Senior Steps - Erica Charlton
Our school campus is beautiful—with a large green front lawn, trees dispersed throughout the grounds, and murals and school projects that line the hallways. Yet there is one thing that constantly takes our eyes away from viewing these wonderful items--the trash that surrounds our school.
Trash is everywhere, carelessly littered across the hallways, the quad, classrooms, the lawn and elsewhere. The reason for this is simple: students do not want to take the effort to throw away their trash from their lunch or class work, and just leave it where ever they are standing. But how does this affect the school?

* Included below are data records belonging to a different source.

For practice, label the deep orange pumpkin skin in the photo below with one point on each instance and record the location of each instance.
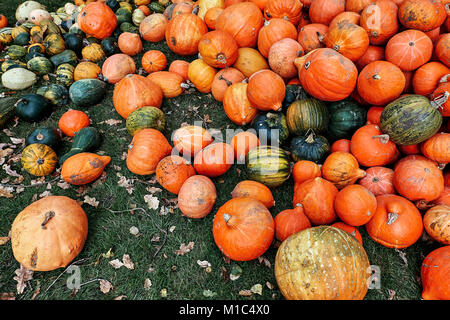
(243, 229)
(397, 222)
(290, 221)
(49, 233)
(434, 274)
(97, 20)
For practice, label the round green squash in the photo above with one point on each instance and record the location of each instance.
(310, 147)
(346, 116)
(306, 114)
(146, 117)
(410, 120)
(87, 92)
(268, 165)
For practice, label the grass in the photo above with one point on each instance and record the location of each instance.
(181, 276)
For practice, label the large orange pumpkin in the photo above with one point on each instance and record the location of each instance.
(397, 222)
(135, 91)
(49, 233)
(243, 229)
(148, 147)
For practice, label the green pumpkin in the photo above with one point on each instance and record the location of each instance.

Our school has attempted campus clean ups in the past, by having teachers volunteer their students’ time for about ten minutes after lunch to clean up pieces of scrap around campus. The green team two years ago purchased recycling bins to be placed around campus in order to promote recycling what a person can rather than throwing it all into the trash. The administration walks around campus and reprimands the students who do not throw their trash away. Yet with all of these reminders and people supporting trash being thrown away, the students still do not do it.

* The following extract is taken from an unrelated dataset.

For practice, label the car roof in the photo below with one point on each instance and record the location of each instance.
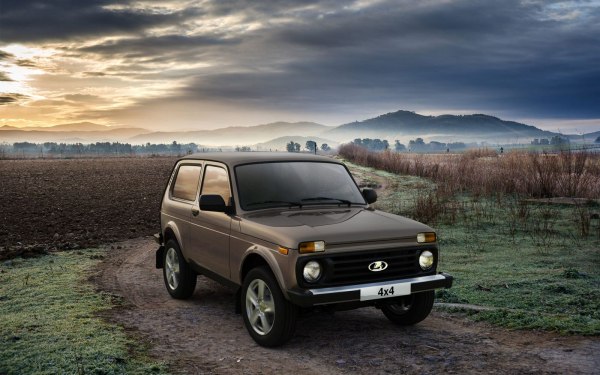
(237, 158)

The head custodian, Larry Heldt, goes around the campus after lunch every day to collect the garbage and recycling bins, along with dropped trash, to attempt to keep our campus clean. This should not be in his job description though, because we are young adults at this school, trying to get an education so we can go out in the world and succeed, and if with these capable talents, we should be able to do such a simple task. But this cannot be accomplished if we keep leaving our trash all around campus.
Trash can take hundreds, if not thousands of years to decompose, and if no one ever tells the Montgomery students to stop littering, then they will never learn to pick it up. The waste can overcrowd our local ecosystem and destroy it.
So I am presenting a challenge to all of the Montgomery students. Take charge with this issue, and take it seriously. Waste production can be managed and brought down by bringing lunches in reusable lunch bags and food products in Tupperware containers such as Glad or Ziploc. Rather than using a water bottle, which can choke ecosystems, use a reusable water bottle, or pick one up in the business office for $10. If you see someone leaving their trash around campus, or they miss the trash can while trying to putting some in, tell them. Help them learn to pick it up, and tell them why you are doing this. More importantly, throw your own trash away. With the number of garbage cans around campus, it is hard to not find one within twenty feet from where you are standing. If we, as a student body, take charge in this issue, we can help to beautify our campus and keep our local ecosystem healthy for years to come. So why not give it a try.